Crónica           IMPRIMIR
10 de enero de 2008

El colmo de un buzo

Oscar Mario González

LA HABANA, Cuba, enero (www.cubanet.org) - En Cuba hay dos clases de
buzos: los que hurgan en el fondo del mar y los que escudriñan en los
depósitos de basura de las ciudades. Los segundos serán objeto de nuestra
atención y los llamaremos buzos urbanos.

Si bien ambos se pasan el tiempo buscando y, en ello reside la semejanza,
el lugar de la búsqueda y el objeto de ésta no tienen parecido.

El buzo urbano ha de poseer algunas cualidades que lo hagan exitoso en su
labor; ha de ser, ante todo, un tipo de “chispa”; es decir de iniciativas
propias y con amplias relaciones públicas. También ha de poseer
creatividad y sentido práctico de modo que pueda precisar la utilidad de cada
objeto contenido en el depósito de basura.

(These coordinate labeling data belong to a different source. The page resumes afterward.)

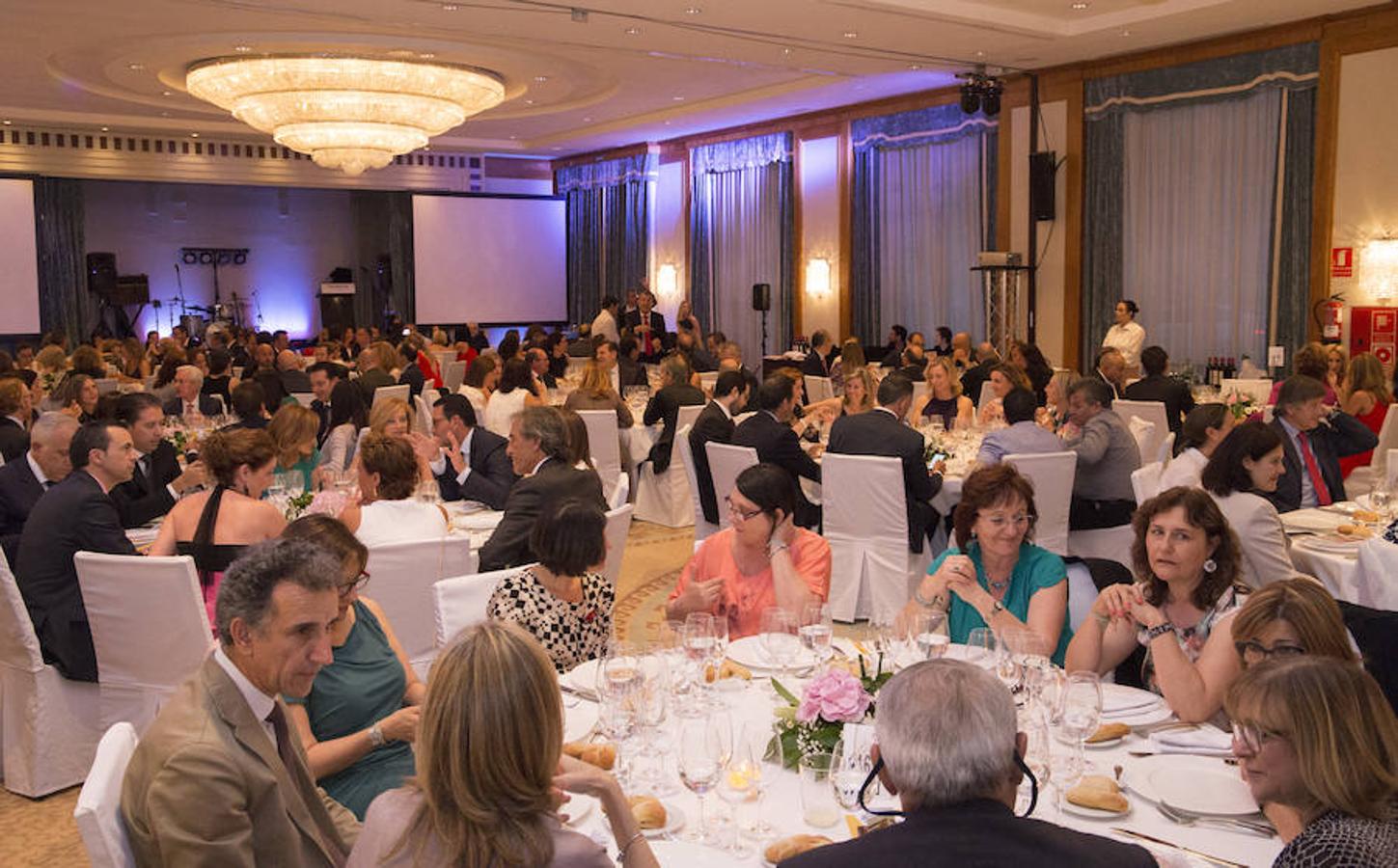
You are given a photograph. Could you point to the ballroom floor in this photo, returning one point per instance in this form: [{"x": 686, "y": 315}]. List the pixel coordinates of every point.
[{"x": 41, "y": 832}]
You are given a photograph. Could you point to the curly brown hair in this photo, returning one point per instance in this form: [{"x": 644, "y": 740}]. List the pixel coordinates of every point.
[
  {"x": 996, "y": 485},
  {"x": 1201, "y": 512}
]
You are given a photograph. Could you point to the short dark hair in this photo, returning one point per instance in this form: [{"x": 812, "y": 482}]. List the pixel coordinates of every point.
[
  {"x": 1020, "y": 406},
  {"x": 728, "y": 382},
  {"x": 249, "y": 583},
  {"x": 1154, "y": 360},
  {"x": 457, "y": 407},
  {"x": 570, "y": 537},
  {"x": 1225, "y": 473},
  {"x": 94, "y": 435},
  {"x": 893, "y": 389}
]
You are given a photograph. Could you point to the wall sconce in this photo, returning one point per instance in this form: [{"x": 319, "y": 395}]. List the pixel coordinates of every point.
[
  {"x": 667, "y": 282},
  {"x": 1379, "y": 268},
  {"x": 818, "y": 279}
]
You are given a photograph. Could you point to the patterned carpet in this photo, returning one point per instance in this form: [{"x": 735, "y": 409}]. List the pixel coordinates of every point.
[{"x": 41, "y": 832}]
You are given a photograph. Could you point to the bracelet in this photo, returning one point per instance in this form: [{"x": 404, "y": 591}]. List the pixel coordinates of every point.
[{"x": 621, "y": 854}]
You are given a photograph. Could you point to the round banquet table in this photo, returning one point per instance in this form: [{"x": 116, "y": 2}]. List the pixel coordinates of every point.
[{"x": 753, "y": 706}]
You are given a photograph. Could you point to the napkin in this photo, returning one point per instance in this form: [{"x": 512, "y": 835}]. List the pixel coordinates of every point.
[{"x": 1202, "y": 741}]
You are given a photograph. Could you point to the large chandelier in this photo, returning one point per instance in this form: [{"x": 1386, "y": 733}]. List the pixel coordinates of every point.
[{"x": 349, "y": 114}]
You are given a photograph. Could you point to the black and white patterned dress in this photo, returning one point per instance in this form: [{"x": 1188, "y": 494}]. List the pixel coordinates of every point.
[
  {"x": 570, "y": 632},
  {"x": 1339, "y": 840}
]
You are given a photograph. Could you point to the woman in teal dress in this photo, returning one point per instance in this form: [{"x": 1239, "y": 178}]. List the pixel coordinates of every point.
[
  {"x": 994, "y": 576},
  {"x": 361, "y": 718}
]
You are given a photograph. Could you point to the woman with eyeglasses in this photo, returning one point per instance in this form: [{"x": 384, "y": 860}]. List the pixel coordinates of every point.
[
  {"x": 1180, "y": 607},
  {"x": 1314, "y": 734},
  {"x": 762, "y": 559},
  {"x": 361, "y": 718},
  {"x": 996, "y": 576}
]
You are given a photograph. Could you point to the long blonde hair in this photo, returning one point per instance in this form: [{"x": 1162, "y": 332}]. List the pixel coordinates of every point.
[{"x": 486, "y": 750}]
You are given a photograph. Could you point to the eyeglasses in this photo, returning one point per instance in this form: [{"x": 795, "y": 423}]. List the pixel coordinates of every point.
[
  {"x": 738, "y": 513},
  {"x": 1255, "y": 652}
]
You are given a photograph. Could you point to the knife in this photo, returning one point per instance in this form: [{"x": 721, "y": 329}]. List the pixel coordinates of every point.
[{"x": 1180, "y": 847}]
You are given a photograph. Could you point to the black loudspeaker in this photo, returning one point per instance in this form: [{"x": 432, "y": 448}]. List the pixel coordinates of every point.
[
  {"x": 1042, "y": 170},
  {"x": 102, "y": 274},
  {"x": 762, "y": 296}
]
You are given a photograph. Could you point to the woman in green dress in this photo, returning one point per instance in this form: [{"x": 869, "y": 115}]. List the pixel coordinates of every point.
[{"x": 361, "y": 718}]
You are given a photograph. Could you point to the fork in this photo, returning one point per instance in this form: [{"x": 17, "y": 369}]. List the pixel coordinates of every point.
[{"x": 1189, "y": 818}]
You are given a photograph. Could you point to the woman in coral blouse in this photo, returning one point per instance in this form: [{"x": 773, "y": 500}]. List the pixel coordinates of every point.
[{"x": 758, "y": 562}]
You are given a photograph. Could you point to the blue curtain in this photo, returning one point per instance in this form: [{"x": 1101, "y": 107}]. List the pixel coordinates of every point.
[
  {"x": 874, "y": 140},
  {"x": 609, "y": 205}
]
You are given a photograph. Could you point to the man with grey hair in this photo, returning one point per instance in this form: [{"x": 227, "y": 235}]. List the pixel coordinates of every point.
[
  {"x": 220, "y": 774},
  {"x": 189, "y": 401},
  {"x": 537, "y": 448},
  {"x": 949, "y": 750}
]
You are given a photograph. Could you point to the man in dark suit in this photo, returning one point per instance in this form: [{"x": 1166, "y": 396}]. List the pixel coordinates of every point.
[
  {"x": 74, "y": 515},
  {"x": 715, "y": 425},
  {"x": 674, "y": 393},
  {"x": 1313, "y": 445},
  {"x": 959, "y": 805},
  {"x": 189, "y": 398},
  {"x": 157, "y": 481},
  {"x": 537, "y": 448},
  {"x": 769, "y": 431},
  {"x": 647, "y": 327},
  {"x": 470, "y": 463},
  {"x": 1158, "y": 386},
  {"x": 881, "y": 432},
  {"x": 24, "y": 479}
]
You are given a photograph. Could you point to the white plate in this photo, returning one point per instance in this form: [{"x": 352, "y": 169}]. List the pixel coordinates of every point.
[
  {"x": 748, "y": 652},
  {"x": 1220, "y": 793}
]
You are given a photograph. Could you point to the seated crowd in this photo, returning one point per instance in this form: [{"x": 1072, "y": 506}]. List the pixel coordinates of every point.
[{"x": 308, "y": 737}]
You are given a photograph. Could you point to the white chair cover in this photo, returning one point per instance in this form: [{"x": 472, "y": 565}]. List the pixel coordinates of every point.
[
  {"x": 383, "y": 393},
  {"x": 142, "y": 660},
  {"x": 702, "y": 529},
  {"x": 666, "y": 498},
  {"x": 818, "y": 389},
  {"x": 726, "y": 461},
  {"x": 618, "y": 528},
  {"x": 460, "y": 601},
  {"x": 401, "y": 579},
  {"x": 1052, "y": 475},
  {"x": 98, "y": 812},
  {"x": 50, "y": 724},
  {"x": 872, "y": 572},
  {"x": 1145, "y": 481},
  {"x": 604, "y": 447}
]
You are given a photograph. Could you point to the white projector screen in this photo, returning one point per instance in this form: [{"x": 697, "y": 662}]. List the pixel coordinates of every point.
[
  {"x": 18, "y": 258},
  {"x": 479, "y": 258}
]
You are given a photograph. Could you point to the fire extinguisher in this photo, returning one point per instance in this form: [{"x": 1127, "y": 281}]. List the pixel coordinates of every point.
[{"x": 1329, "y": 316}]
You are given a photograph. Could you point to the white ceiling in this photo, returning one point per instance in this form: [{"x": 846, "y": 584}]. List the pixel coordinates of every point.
[{"x": 632, "y": 70}]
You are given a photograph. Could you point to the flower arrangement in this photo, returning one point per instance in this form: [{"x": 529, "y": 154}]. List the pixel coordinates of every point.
[{"x": 812, "y": 723}]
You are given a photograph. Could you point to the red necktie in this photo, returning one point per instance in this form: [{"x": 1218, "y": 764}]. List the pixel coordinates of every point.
[{"x": 1313, "y": 470}]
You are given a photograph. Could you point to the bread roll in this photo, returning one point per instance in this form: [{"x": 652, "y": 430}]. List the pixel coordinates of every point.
[{"x": 793, "y": 846}]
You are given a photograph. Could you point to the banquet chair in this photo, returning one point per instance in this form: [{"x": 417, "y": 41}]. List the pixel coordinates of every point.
[
  {"x": 666, "y": 498},
  {"x": 864, "y": 515},
  {"x": 50, "y": 724},
  {"x": 401, "y": 583},
  {"x": 1145, "y": 481},
  {"x": 1052, "y": 475},
  {"x": 618, "y": 528},
  {"x": 460, "y": 601},
  {"x": 150, "y": 629},
  {"x": 726, "y": 461},
  {"x": 1362, "y": 478},
  {"x": 383, "y": 393},
  {"x": 702, "y": 528},
  {"x": 604, "y": 447},
  {"x": 98, "y": 812}
]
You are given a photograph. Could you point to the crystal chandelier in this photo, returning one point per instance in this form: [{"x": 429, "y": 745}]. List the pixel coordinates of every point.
[{"x": 349, "y": 114}]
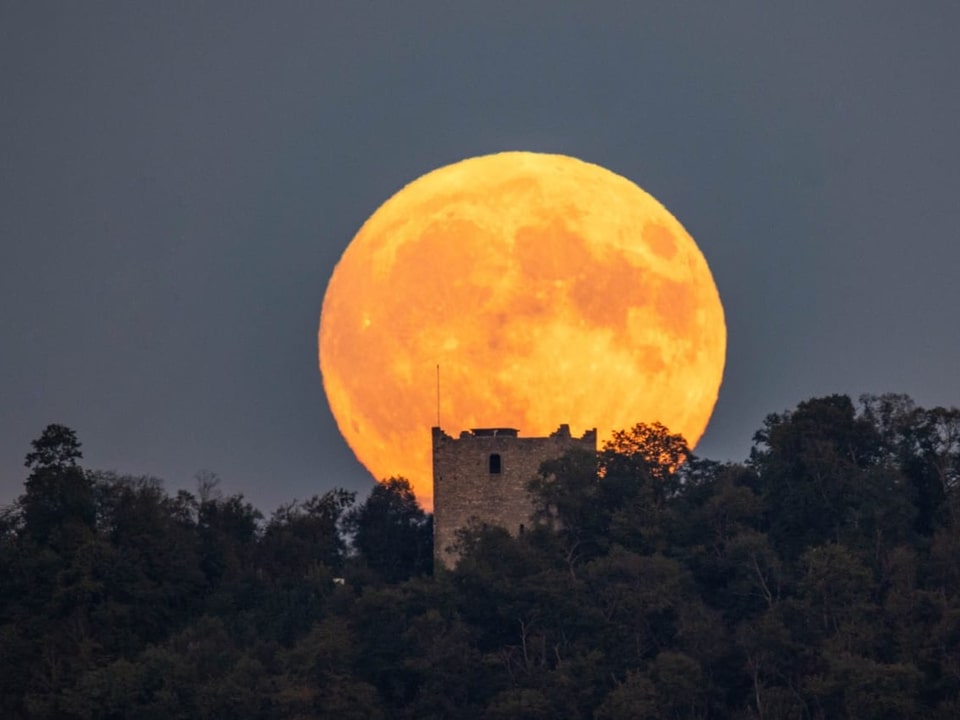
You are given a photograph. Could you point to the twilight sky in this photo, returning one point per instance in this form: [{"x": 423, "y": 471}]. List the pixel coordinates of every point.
[{"x": 177, "y": 181}]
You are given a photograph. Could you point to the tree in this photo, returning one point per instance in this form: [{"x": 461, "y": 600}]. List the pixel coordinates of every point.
[
  {"x": 58, "y": 503},
  {"x": 391, "y": 533}
]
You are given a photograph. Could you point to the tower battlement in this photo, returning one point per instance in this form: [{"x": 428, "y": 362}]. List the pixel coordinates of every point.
[{"x": 482, "y": 476}]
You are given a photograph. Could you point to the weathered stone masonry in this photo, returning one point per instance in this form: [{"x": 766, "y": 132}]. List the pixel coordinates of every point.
[{"x": 482, "y": 476}]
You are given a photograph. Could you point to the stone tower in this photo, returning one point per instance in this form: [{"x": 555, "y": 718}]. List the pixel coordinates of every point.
[{"x": 482, "y": 476}]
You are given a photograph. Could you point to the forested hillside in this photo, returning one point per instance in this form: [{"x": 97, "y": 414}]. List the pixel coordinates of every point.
[{"x": 820, "y": 578}]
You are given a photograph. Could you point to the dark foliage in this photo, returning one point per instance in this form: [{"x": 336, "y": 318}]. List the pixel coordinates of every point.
[{"x": 820, "y": 579}]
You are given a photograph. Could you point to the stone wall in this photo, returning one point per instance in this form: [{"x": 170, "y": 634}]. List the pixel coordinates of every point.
[{"x": 467, "y": 488}]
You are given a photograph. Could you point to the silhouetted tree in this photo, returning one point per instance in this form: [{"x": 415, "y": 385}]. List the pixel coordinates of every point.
[{"x": 391, "y": 533}]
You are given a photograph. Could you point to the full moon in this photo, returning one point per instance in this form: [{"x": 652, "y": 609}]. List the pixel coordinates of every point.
[{"x": 546, "y": 289}]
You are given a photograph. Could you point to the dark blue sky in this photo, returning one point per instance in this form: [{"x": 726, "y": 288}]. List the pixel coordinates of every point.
[{"x": 177, "y": 181}]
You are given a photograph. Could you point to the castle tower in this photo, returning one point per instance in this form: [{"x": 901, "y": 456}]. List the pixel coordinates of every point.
[{"x": 482, "y": 476}]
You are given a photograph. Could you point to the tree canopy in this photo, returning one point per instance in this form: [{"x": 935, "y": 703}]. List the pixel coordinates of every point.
[{"x": 817, "y": 579}]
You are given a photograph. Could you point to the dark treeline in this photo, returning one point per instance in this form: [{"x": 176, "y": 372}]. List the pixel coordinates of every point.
[{"x": 818, "y": 579}]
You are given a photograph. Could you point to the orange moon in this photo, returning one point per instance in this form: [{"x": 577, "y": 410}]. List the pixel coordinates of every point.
[{"x": 548, "y": 290}]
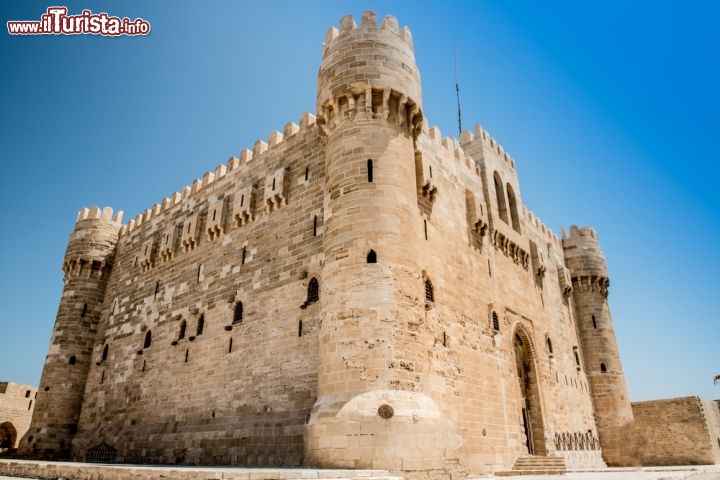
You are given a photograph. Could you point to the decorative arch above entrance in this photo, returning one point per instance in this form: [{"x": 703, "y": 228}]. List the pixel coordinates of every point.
[{"x": 532, "y": 424}]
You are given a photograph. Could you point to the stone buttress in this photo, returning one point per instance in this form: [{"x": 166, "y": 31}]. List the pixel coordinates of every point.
[
  {"x": 86, "y": 267},
  {"x": 590, "y": 283},
  {"x": 370, "y": 411}
]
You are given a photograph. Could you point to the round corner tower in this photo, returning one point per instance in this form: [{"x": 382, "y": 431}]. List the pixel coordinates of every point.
[
  {"x": 86, "y": 267},
  {"x": 611, "y": 404},
  {"x": 369, "y": 109}
]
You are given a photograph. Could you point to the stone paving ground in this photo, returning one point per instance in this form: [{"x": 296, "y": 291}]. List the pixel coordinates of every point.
[
  {"x": 699, "y": 472},
  {"x": 695, "y": 472}
]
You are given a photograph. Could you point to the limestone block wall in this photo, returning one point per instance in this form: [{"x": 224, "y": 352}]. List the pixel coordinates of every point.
[
  {"x": 207, "y": 346},
  {"x": 678, "y": 431},
  {"x": 17, "y": 402},
  {"x": 471, "y": 369}
]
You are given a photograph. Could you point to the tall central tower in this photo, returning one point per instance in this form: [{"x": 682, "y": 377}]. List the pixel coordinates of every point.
[{"x": 370, "y": 410}]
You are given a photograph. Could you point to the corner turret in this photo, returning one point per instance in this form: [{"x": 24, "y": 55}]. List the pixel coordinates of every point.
[
  {"x": 590, "y": 283},
  {"x": 86, "y": 267},
  {"x": 369, "y": 109}
]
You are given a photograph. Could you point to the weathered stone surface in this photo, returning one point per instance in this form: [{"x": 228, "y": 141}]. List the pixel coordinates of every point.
[
  {"x": 359, "y": 292},
  {"x": 17, "y": 403}
]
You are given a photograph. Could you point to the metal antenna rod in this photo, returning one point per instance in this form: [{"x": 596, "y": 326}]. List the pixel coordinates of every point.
[{"x": 457, "y": 89}]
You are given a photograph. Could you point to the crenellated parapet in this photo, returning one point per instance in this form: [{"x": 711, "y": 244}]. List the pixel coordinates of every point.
[
  {"x": 585, "y": 260},
  {"x": 243, "y": 213},
  {"x": 369, "y": 73},
  {"x": 481, "y": 135},
  {"x": 91, "y": 246},
  {"x": 510, "y": 248}
]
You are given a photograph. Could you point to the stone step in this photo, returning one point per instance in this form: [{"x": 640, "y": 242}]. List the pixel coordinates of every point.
[
  {"x": 90, "y": 471},
  {"x": 535, "y": 465}
]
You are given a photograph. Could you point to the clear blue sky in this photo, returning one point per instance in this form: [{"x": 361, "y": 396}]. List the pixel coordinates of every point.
[{"x": 611, "y": 110}]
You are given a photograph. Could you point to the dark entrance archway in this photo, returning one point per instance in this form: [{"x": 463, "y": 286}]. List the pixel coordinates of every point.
[
  {"x": 531, "y": 411},
  {"x": 8, "y": 435}
]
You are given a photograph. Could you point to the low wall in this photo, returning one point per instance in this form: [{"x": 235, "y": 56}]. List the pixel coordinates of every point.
[
  {"x": 678, "y": 431},
  {"x": 89, "y": 471}
]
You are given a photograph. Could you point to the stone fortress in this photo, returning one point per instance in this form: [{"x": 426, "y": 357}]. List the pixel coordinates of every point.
[
  {"x": 358, "y": 292},
  {"x": 16, "y": 407}
]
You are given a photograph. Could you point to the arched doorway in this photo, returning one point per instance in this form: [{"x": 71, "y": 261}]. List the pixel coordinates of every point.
[
  {"x": 8, "y": 436},
  {"x": 533, "y": 439}
]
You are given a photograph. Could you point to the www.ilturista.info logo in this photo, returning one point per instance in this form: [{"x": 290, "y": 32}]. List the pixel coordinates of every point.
[{"x": 57, "y": 22}]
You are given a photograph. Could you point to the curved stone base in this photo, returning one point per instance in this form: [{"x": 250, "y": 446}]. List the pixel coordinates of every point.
[{"x": 387, "y": 429}]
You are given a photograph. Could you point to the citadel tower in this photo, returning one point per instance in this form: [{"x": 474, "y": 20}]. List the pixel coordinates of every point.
[
  {"x": 369, "y": 108},
  {"x": 613, "y": 413},
  {"x": 86, "y": 267},
  {"x": 357, "y": 292}
]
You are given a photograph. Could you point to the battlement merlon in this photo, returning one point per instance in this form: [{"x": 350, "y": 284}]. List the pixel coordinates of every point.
[
  {"x": 369, "y": 73},
  {"x": 94, "y": 212},
  {"x": 585, "y": 259},
  {"x": 481, "y": 135},
  {"x": 91, "y": 247},
  {"x": 246, "y": 156},
  {"x": 368, "y": 20}
]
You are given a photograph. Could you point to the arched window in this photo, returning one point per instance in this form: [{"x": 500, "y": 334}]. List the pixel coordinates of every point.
[
  {"x": 429, "y": 291},
  {"x": 512, "y": 203},
  {"x": 237, "y": 316},
  {"x": 201, "y": 325},
  {"x": 500, "y": 197},
  {"x": 313, "y": 291}
]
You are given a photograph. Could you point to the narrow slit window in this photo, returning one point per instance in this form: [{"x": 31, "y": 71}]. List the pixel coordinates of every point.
[
  {"x": 577, "y": 358},
  {"x": 201, "y": 325},
  {"x": 429, "y": 291},
  {"x": 237, "y": 316},
  {"x": 313, "y": 291}
]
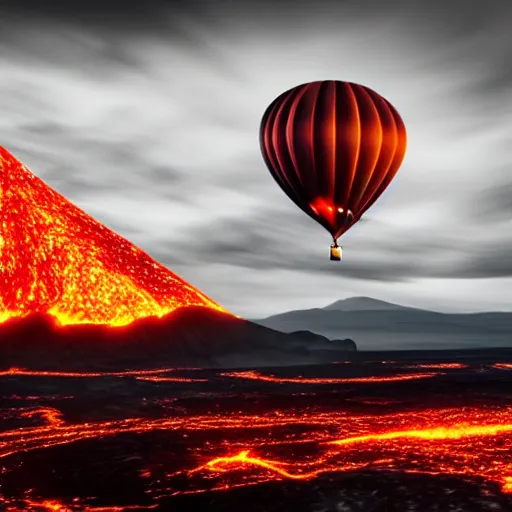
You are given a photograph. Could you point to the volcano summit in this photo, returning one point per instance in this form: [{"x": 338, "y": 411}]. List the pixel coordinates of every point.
[{"x": 56, "y": 259}]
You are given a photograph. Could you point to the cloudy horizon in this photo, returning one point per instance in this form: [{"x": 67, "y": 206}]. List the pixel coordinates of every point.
[{"x": 148, "y": 118}]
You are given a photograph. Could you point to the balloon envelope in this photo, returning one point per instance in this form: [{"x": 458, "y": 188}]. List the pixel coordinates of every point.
[{"x": 333, "y": 147}]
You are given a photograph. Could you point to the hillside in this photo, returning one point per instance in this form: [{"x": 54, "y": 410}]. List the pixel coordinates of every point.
[
  {"x": 187, "y": 337},
  {"x": 377, "y": 325}
]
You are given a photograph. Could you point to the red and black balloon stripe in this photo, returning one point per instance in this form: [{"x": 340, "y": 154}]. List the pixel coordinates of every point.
[{"x": 333, "y": 147}]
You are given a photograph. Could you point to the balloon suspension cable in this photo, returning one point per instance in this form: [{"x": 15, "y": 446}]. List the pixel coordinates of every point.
[{"x": 335, "y": 254}]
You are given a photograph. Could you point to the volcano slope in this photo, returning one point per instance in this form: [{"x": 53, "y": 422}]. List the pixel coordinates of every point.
[{"x": 74, "y": 293}]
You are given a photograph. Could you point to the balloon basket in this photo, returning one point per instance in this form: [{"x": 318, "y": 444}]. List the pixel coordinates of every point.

Porque en un país acosado por la miseria y las carencias cualquier objeto
puede tener utilidad; cualquier cachivache, aparentemente inservible, puede
ser objeto de una reparación y adquirir un valor de uso determinado.

Trátese de chancletas (si está presente el par), un poco de pegamento pudiera
ser el agente restaurador. Bien podría tratarse de una mesita de noche coja y
desprovista de gaveta; si la madera no esta comida de comején puede servir
para reparar una ventana o para construir el marco del cuadro del abuelo de
Miami, cuya remesa sirve de sustento a la familia entera y, por cuya razón,
su figura ha de ocupar un lugar preferencial en la sala junto a la imagen del
milagroso San Lázaro. La cazuela y la sartén “escachadas”, cundidas de
tizne y mugre, quedan como nuevas al pasar por las hábiles manos de un
buzo emprendedor y con “chispa”.

Las botellas y pomos plásticos así como los envases de aluminio constituyen
renglones fáciles de comercializar en los puntos de recepción de materias
primas aunque a veces estas entidades del estado, o están atiborradas de
productos en espera del camión de la empresa que venga a recogerlo, o no
tienen artículos para el cambio. Esto, porque el pago no es en dinero sino a
través de un trueque que luego el buzo convierte en dinero al vender el
pomo de refresco, la toalla de trapear o la botella de salfumán, entre los
vecinos y amigos.

Un día conversando con el buzo de la cuadra donde vivo, me confesó que su
sueño y el de cualquier otro homólogo suyo, era encontrar una cartera
repleta de dólares en las oscuras entrañas de un escombrero.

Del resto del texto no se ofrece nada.